Limiting the Admissibility of 404(b) Evidence
- Admissibility of Post-Offense Misconduct. Evidence of an accused’s crackrelated activities occurring after the charged offense was admissible to show intent and knowledge as to earlier offense. United States v. Latney, 108 F.3d 1446 (D.C. Cir. 1997). But see, United States v. Matthews, 53 M.J. 465 (2000)
(holding that evidence of a hot urinalysis that occurred after the charged wrongful use could not be used to show knowing use on the date of the charged offense).

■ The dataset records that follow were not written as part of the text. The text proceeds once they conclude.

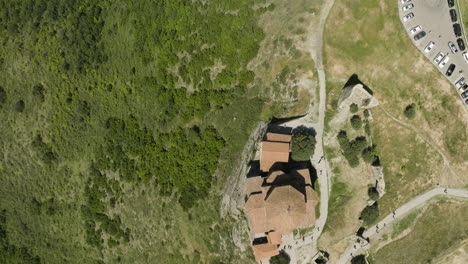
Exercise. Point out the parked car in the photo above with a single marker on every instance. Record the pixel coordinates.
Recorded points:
(429, 47)
(461, 44)
(463, 88)
(415, 29)
(452, 46)
(453, 15)
(439, 58)
(460, 82)
(407, 7)
(408, 17)
(464, 94)
(443, 62)
(451, 2)
(420, 35)
(457, 29)
(450, 70)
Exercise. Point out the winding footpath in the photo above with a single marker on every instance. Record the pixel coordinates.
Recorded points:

- Defense Concessions. United States v. Crowder, 141 F.3d 1202 (D.C. Cir. 1998). Case remanded from the Supreme Court in light of Old Chief v. United States, 519 U.S. 172 (1997). In an en banc reversal, a majority of the court held that the defense could not stipulate to uncharged misconduct in an effort to
preclude the government from introducing evidence under Rule 404(b). The
D.C. Circuit said that the evidence was relevant under Rule 401 even though
there may have been other forms of evidence available. The defense cannot force
the government to stipulate, and if the evidence fits an exception under Rule
404(b) and is not unduly prejudicial under Rule 403, then it is admissible in the
form the government wants. Stipulations are not the same as other evidence and
government is not required to sacrifice the context and richness of the evidence
through stipulations. Unless, as in Old Chief, the stipulation deals with the legal
status of the accused and the stipulation gives the government everything they
otherwise would want through use of the evidence. See also United States v.
McCrimmon, 60 MJ 145 (2004) (assuming no overreaching by the government,
evidence of uncharged misconduct, otherwise inadmissible evidence, may be
presented to the court by stipulation and may be considered by the court).

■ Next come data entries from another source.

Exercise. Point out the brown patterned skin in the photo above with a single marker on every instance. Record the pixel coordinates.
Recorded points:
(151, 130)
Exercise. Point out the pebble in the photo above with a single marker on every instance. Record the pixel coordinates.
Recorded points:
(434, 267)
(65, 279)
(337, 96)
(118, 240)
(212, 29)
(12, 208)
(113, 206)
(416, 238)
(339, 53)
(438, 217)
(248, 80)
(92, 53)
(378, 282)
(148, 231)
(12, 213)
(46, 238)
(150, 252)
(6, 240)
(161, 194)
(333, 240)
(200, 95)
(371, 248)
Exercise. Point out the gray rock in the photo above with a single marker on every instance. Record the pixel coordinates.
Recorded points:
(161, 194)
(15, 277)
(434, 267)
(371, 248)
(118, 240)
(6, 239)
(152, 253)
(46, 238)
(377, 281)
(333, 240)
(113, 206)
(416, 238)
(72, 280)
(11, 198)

- Uncharged Acts During Sentencing: Admissibility of uncharged misconduct
during presentencing is controlled by Rule 1001(b)(4), not Rule 404(b). Rule
404(b) evidence which may have been admissible on the merits is not admissible
during presentencing unless it constitutes aggravating circumstances within the
purview of Rule 1001(b)(4).
- Effect of an Acquittal on Admissibility of Rule 404(b): In United States v.

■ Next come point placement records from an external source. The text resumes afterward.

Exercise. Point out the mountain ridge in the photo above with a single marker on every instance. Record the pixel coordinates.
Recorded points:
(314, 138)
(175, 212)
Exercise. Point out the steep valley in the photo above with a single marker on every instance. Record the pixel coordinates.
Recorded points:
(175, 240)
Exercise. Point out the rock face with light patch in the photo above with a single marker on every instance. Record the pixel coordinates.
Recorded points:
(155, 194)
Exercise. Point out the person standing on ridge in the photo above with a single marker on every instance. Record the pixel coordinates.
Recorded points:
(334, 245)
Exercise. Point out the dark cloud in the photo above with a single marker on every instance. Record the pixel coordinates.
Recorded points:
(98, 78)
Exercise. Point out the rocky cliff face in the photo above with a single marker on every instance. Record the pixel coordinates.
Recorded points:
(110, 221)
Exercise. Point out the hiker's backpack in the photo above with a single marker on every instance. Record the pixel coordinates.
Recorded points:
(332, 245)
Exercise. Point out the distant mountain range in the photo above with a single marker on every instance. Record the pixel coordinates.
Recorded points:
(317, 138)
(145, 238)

Mundell, 40 M.J. 704 (A.C.M.R. 1994), the accused alleged error based on the
admission of uncharged misconduct which had been the subject of a not guilty
finding at a prior court martial. ACMR found the military judge properly applied
Rule 404(b) and 403, noting that the COMA in United States v. Hicks, 24 M.J. 3
(C.M.A. 1987) and the Supreme Court in Dowling v. United States, 493 U.S. 342
(1990) already held that “collateral estoppel does not preclude using otherwise
admissible evidence even though it was previously introduced on charges of
which an accused has been acquitted.”